Isn’t the above valentine charming? It delights me so much I can’t help but share it. But it’s also a clear reminder of what’s up for me. I’ve been thinking a great deal about relationships lately. My mind seems obsessed with working some things out, even taking the task into my dreamtime of late. And it occurs to me this might be a good time to share a peek at the various books about relationships I’ve immersed myself in so far this year.
Z: A Novel of Zelda Fitzgerald by Therese Anne Fowler.
This is a first-person fictional account of Zelda’s marriage to F. Scott Fitzgerald, and I have mixed feelings about it. It’s rather interesting having a look back into the 1920s (and beyond) when Zelda and F. Scott were at the height of their popularity, and glimpses into the lives of the literary and art circles they traveled in. While I actually knew very little about Zelda, I suspect from the author’s carefully researched background for this novel, Zelda wasn’t well understood or considered popularly anything but F Scott’s wife/companion/muse during her lifetime. So kudos for giving us a glimpse of what is so often true of women associated with more well-known partners.
On the other hand this was difficult to read in the sense of how privileged and indulgent the lifestyles depicted were. For some reason it feels different to read F. Scott’s work which depicted the flamboyance and excess of the Jazz Age, and another to understand they were actually living those excesses extravagantly. Add into that issues of alcoholism, mental illness, crippling insecurities and it’s no surprise their marriage was a turbulent mess.
But underlying it all, and the questions in my mind that I keep returning to as I think about this book, are the struggles people have to figure out who they are. F. Scott was clear he wanted to be known as an extraordinary writer and Zelda wanted to be something other than a small town Southern girl whose wildish behaviors were not well-received. But F. Scott couldn’t unhook himself from the paradigm of his worth being dependent on others opinion of him, and Zelda couldn’t figure out her own boundaries, and together they were both so co-dependent and unbalanced, love was never going to be enough to keep them afloat.
Knowing ourselves, and knowing ourselves in relationship with others is clearly the work of our lifetime, with likely lots of stumbling and falling down as a given. But I think we have to be both honest in our inquiries and truthful about our needs.
I can’t say that I’d hardily recommend this one, but I’m not sorry I read it. And bonus points because it’s an easy win for the Z entry in the A-to-Z Reading Challenge I’m participating in. But in keeping with my practice of awarding a rating based on floriography, the language of flowers, giving a hint at the plot as well as my appraisal, I would offer a bouquet of Columbine (folly), Dahlia (instability), and Major Convolvulus (extinguished hopes).

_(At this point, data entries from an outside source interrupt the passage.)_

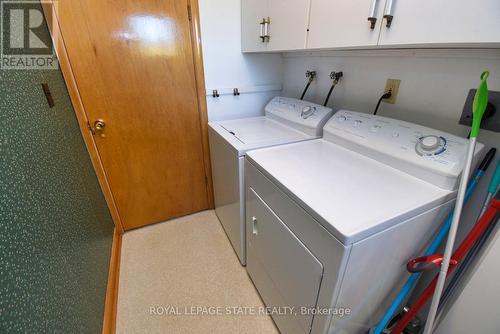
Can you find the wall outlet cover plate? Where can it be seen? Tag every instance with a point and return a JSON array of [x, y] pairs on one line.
[[491, 123]]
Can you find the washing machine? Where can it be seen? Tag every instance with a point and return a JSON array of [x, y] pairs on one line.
[[332, 222], [286, 120]]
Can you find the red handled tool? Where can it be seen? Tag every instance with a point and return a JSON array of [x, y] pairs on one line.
[[433, 261]]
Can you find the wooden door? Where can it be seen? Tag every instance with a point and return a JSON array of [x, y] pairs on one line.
[[252, 14], [133, 65], [343, 23], [288, 27], [443, 23]]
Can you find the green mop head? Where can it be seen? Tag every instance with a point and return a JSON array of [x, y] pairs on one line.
[[479, 105]]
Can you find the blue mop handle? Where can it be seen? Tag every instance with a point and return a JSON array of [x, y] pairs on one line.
[[495, 181], [405, 290]]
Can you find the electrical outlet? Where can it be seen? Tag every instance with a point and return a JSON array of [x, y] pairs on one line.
[[393, 86]]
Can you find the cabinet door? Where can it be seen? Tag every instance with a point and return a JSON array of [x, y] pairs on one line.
[[288, 27], [442, 22], [343, 23], [282, 268], [252, 14]]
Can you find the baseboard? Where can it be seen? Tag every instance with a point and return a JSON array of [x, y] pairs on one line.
[[110, 304]]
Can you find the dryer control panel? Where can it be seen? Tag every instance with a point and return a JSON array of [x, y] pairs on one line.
[[432, 155], [305, 116]]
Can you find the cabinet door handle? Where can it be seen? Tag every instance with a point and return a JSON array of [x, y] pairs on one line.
[[388, 13], [262, 28], [371, 16], [255, 230], [266, 21]]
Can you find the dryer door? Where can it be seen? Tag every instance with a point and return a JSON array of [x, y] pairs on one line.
[[286, 274]]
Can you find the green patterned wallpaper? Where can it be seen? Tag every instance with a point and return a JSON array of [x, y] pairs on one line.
[[55, 228]]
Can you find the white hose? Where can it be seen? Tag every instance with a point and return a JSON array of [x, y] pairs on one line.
[[451, 238]]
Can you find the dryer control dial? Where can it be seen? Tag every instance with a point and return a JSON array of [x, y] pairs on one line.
[[430, 145]]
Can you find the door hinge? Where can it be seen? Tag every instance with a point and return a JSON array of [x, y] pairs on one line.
[[189, 13]]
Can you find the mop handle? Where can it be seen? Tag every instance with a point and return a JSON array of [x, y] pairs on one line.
[[494, 183], [487, 219], [478, 108], [410, 282]]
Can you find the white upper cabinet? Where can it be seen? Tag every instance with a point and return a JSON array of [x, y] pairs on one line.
[[442, 23], [344, 23], [282, 25], [288, 24], [253, 12]]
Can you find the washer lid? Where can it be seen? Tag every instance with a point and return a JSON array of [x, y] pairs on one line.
[[256, 132], [351, 195]]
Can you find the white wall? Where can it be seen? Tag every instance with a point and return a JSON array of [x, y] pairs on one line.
[[226, 67]]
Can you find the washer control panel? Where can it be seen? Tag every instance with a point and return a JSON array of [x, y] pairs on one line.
[[433, 155], [303, 115]]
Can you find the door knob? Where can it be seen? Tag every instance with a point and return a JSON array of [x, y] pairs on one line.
[[98, 127]]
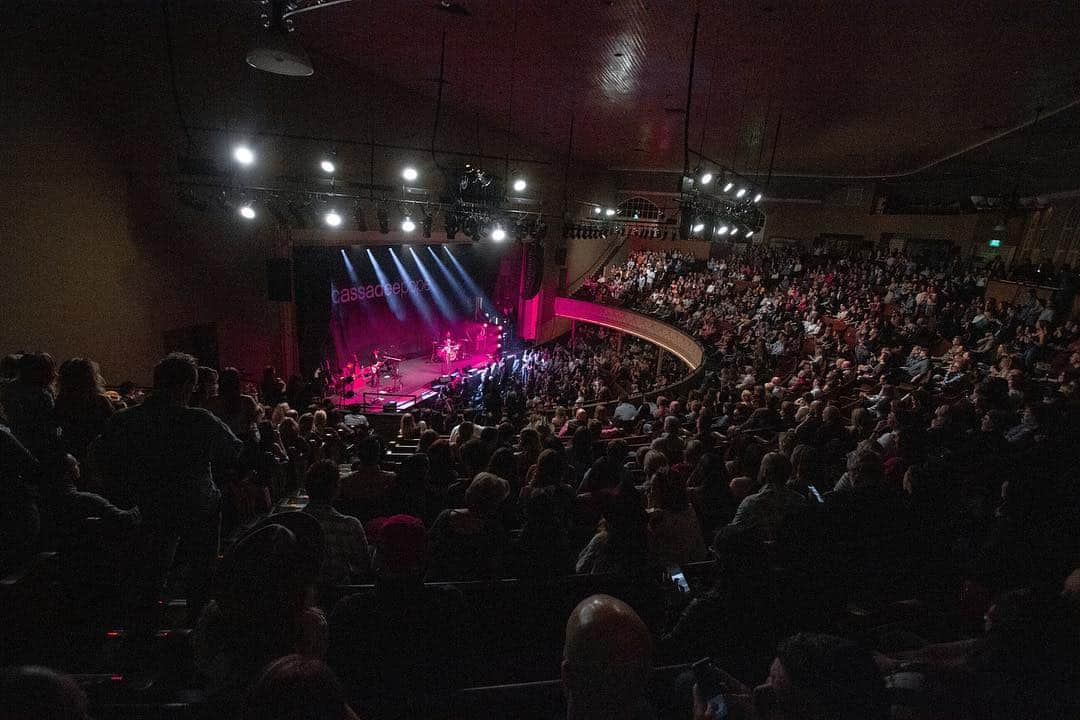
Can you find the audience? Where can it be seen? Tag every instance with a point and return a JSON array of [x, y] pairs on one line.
[[876, 450]]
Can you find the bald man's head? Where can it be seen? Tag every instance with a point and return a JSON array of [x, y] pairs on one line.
[[607, 657]]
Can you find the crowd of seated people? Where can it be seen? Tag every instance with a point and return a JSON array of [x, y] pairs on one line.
[[868, 506]]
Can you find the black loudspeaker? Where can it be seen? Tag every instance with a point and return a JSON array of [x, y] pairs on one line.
[[279, 280]]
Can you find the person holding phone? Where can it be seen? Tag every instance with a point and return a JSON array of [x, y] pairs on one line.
[[813, 677]]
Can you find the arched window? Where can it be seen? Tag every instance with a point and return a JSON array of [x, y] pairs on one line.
[[638, 208]]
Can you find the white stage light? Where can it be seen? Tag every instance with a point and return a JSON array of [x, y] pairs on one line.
[[243, 154]]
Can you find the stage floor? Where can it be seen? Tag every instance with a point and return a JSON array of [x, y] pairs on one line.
[[416, 378]]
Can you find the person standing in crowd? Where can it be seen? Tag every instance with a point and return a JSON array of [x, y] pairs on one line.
[[162, 454], [81, 408]]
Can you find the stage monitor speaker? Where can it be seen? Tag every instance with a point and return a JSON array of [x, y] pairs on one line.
[[279, 280]]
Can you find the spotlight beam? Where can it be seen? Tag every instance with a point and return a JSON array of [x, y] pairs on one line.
[[396, 307], [455, 285], [418, 299], [473, 287], [436, 291]]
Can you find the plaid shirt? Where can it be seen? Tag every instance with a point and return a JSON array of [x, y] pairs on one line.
[[347, 555]]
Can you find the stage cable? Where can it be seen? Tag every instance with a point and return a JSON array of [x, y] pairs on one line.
[[689, 97], [166, 25]]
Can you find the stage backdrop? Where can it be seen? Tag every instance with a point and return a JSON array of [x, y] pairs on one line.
[[399, 299]]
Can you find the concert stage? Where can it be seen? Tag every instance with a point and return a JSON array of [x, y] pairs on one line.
[[417, 377]]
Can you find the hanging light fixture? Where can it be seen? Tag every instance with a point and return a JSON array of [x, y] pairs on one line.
[[277, 50]]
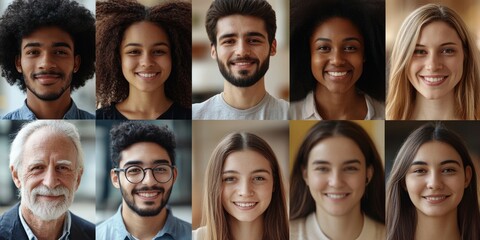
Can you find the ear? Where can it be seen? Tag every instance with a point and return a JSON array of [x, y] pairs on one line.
[[370, 171], [15, 177], [76, 63], [305, 174], [213, 51], [273, 48], [114, 178], [79, 178], [468, 176], [18, 63]]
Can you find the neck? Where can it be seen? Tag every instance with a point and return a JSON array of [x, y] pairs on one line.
[[246, 230], [434, 109], [439, 228], [55, 109], [340, 106], [43, 229], [143, 227], [144, 105], [347, 226], [244, 98]]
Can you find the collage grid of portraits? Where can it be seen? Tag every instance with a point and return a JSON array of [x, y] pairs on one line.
[[263, 119]]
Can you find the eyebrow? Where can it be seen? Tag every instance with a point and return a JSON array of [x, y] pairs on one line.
[[422, 163], [139, 45], [344, 163], [344, 40], [55, 44], [248, 34], [255, 171]]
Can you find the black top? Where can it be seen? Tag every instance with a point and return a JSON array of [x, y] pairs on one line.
[[175, 111]]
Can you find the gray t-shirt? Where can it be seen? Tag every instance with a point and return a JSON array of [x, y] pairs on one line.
[[215, 108]]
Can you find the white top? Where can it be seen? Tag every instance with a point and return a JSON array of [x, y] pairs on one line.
[[306, 109], [215, 108], [309, 229]]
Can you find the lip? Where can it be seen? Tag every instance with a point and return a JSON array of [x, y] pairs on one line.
[[435, 199], [433, 80], [245, 205]]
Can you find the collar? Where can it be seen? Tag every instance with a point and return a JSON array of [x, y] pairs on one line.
[[66, 226]]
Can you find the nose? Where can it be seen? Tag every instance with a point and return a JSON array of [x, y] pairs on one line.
[[242, 48], [434, 181], [434, 63], [245, 188], [51, 177], [46, 62], [337, 58]]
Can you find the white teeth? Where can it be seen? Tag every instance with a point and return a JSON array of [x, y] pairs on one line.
[[147, 75], [244, 204], [335, 196], [435, 198], [337, 74], [432, 79], [144, 194]]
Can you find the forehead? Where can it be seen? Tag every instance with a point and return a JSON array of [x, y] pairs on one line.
[[144, 32], [46, 144], [246, 161], [336, 149], [240, 25], [144, 153], [437, 33], [47, 36]]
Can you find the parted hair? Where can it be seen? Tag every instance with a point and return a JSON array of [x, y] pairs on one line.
[[113, 18]]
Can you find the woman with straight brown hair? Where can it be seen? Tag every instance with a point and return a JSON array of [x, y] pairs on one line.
[[432, 188], [244, 196], [337, 188]]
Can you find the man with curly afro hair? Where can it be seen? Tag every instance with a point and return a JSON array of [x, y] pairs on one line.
[[48, 50]]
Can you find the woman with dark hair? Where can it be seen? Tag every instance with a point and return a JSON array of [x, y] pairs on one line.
[[337, 187], [337, 59], [244, 196], [143, 60], [432, 188]]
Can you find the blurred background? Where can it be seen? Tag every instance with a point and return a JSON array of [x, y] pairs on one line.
[[207, 79], [84, 202], [12, 98], [109, 198], [207, 134]]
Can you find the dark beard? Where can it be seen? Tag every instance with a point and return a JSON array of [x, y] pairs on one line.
[[244, 80], [147, 212], [51, 96]]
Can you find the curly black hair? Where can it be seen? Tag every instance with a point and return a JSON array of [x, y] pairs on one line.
[[130, 132], [367, 15], [113, 18], [23, 17]]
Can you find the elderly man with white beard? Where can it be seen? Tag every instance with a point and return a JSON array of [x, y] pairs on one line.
[[46, 163]]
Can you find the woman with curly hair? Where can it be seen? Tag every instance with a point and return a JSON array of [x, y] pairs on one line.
[[143, 60], [432, 188], [434, 73], [337, 59]]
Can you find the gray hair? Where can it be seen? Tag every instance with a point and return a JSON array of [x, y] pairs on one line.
[[56, 126]]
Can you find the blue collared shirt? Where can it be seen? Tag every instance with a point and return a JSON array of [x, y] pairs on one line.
[[67, 223], [24, 113], [114, 228]]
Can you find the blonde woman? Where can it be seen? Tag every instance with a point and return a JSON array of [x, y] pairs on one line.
[[434, 68], [244, 195]]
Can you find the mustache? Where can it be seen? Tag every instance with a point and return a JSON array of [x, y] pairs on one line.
[[34, 75], [154, 188]]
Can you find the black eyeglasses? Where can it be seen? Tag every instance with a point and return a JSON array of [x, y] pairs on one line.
[[135, 174]]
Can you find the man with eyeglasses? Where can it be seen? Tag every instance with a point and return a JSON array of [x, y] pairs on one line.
[[144, 170]]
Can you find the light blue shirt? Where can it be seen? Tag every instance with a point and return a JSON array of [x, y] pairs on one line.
[[24, 113], [114, 228], [67, 223]]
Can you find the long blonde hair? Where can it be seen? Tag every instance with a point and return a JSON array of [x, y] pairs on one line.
[[401, 94]]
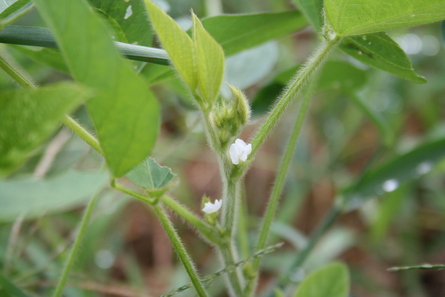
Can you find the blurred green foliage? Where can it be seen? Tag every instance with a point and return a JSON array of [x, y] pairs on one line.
[[368, 134]]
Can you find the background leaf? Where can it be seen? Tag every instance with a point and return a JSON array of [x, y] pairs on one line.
[[209, 62], [130, 16], [380, 51], [176, 42], [28, 117], [332, 281], [354, 17], [33, 198], [10, 288], [239, 32], [400, 169], [312, 10], [154, 178], [127, 129], [46, 56]]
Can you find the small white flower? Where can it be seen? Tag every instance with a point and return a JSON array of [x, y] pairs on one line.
[[239, 151], [210, 207]]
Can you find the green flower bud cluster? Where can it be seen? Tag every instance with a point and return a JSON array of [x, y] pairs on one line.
[[229, 117]]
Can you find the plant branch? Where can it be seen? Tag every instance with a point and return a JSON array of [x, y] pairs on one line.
[[77, 243], [38, 36], [209, 232], [228, 269], [294, 87], [180, 250], [278, 188], [19, 76]]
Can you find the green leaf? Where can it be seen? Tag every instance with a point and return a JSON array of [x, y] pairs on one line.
[[209, 63], [130, 16], [354, 17], [154, 178], [334, 75], [380, 51], [28, 117], [312, 10], [332, 281], [124, 112], [10, 288], [239, 32], [176, 42], [397, 171], [443, 32], [33, 198], [37, 36], [46, 56], [10, 10]]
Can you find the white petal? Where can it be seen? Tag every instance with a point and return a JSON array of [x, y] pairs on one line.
[[234, 153], [248, 149], [240, 143], [209, 207], [218, 204]]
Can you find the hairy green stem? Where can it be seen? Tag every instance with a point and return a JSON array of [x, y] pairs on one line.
[[209, 232], [230, 201], [180, 250], [213, 7], [134, 194], [277, 189], [235, 278], [21, 78], [295, 86], [227, 269], [77, 243], [229, 208]]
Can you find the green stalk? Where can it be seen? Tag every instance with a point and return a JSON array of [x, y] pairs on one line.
[[209, 232], [295, 86], [136, 195], [230, 200], [77, 243], [180, 250], [227, 252], [25, 82], [37, 36], [277, 189], [226, 247]]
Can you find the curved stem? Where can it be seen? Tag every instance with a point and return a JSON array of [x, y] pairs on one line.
[[277, 189], [21, 78], [180, 250], [235, 278], [209, 232], [300, 80], [76, 246]]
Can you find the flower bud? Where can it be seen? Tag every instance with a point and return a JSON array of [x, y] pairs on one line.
[[229, 117]]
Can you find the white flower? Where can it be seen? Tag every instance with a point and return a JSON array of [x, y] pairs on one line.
[[210, 207], [239, 151]]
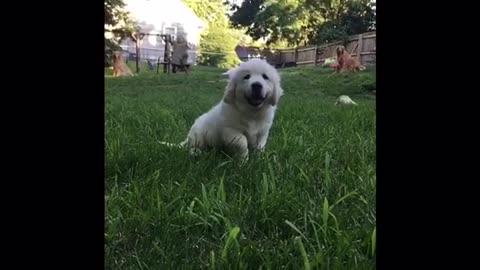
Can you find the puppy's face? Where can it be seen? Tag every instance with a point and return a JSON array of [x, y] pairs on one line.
[[253, 83]]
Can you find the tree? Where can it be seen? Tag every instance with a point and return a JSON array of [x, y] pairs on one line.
[[119, 24], [218, 40], [302, 22]]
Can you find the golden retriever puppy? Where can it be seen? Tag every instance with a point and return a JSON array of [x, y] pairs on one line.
[[241, 121]]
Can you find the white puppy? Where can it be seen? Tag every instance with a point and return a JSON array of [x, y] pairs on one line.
[[242, 120]]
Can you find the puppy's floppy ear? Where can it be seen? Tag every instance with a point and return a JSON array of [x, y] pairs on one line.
[[229, 95], [277, 90]]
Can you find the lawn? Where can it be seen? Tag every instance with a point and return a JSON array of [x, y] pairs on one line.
[[307, 202]]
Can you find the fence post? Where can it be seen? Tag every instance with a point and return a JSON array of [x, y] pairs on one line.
[[296, 55], [360, 49]]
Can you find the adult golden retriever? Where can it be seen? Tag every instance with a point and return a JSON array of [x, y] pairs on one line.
[[119, 67], [241, 121], [347, 62]]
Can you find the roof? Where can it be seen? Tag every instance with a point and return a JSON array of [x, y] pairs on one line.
[[157, 13]]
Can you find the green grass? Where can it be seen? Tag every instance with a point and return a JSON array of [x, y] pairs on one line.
[[308, 202]]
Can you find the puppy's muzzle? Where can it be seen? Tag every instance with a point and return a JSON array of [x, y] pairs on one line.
[[257, 91], [256, 97]]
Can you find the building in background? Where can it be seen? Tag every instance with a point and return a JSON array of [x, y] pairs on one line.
[[163, 17]]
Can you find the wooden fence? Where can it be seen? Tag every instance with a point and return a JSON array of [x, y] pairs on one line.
[[362, 46]]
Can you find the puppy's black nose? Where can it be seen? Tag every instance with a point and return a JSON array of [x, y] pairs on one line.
[[257, 90]]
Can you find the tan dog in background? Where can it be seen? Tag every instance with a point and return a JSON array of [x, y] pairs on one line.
[[119, 67], [347, 62]]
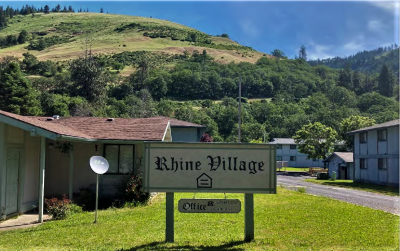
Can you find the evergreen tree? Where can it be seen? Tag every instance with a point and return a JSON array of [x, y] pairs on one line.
[[46, 9], [3, 20], [303, 53], [386, 81], [345, 78], [16, 93]]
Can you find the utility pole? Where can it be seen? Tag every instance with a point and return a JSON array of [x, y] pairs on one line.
[[240, 104]]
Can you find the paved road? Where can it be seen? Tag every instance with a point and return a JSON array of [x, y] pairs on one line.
[[377, 201]]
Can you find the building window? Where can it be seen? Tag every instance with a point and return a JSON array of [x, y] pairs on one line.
[[382, 163], [382, 135], [120, 158], [363, 163], [363, 137]]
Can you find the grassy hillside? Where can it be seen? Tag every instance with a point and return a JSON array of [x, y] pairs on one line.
[[117, 33]]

Scent of Darkness by Margot Berwin.
Evangeline literally becomes irresistible to others thanks to a gift of scent her deceased grandmother left for her. It comes with a warning not to remove the stopper on the bottle unless “you want everything in your life to change.” And change things do, leading Evangeline into a wild ride through New Orleans caught in between two lovers, one “good” and more conventional and the other “darker” and more compelling.
There are descriptive images, especially of what it’s like to be a perfumer and navigating the world through the gifts of one’s nose – that literally delighted me. Not everyone “sees” the world through their nose, and when I find someone doing it and who speaks that language, it feels like such a gift to me to find a kindred. Many points in the plus column.
On the other hand, I wasn’t that impressed with the exploration of the relationships or the depth of the characters. So minus points.
Margot Berwin has written another book The Hothouse Flower and the Nine Plants of Desire which I consider a more engaging read. Still, I’m always interested in stories about perfumers, so this wasn’t a write-off for me.
Floriography rating: an arrangement of Circaea (spell); Columbine (folly); and Hazel (reconciliation).
The Adoration of Jenna Fox by Mary E. Pearson
I’d categorize this book as a young adult coming of age sci fi/fantasy story that proved thought provoking.
What does it mean to be human? To have a soul? To be sovereign? To want to be true to yourself and be in relationship with others? What does it mean to be different, unique, marginalized? Who has power? Why? What is love? How far will parents go to save a child, and what burden is it to be the one who is saved or not saved?
My floriography rating for this one is a bouquet of Silver Leafed Geranium (recall); Honeysuckle (bonds of love); and Wild Plum (independence).
While I can’t truly say Instapoetry is my fave genre, there were two titles in my TBR pile and I enjoyed them both. They each reiterated in their own way the truth that love can be exquisitely difficult and profoundly beautiful, whether it last for a short time or longer.
The Dark Between Stars by Atticus.
Milk & Honey by Rupi Kaur.
For both I offer a single-flower tribute of Syrian Mallow (consumed by love).
What about you? What are you reading? What’s consuming your thoughts? Are your dreams especially powerful at the moment? Do tell – you know I love to hear.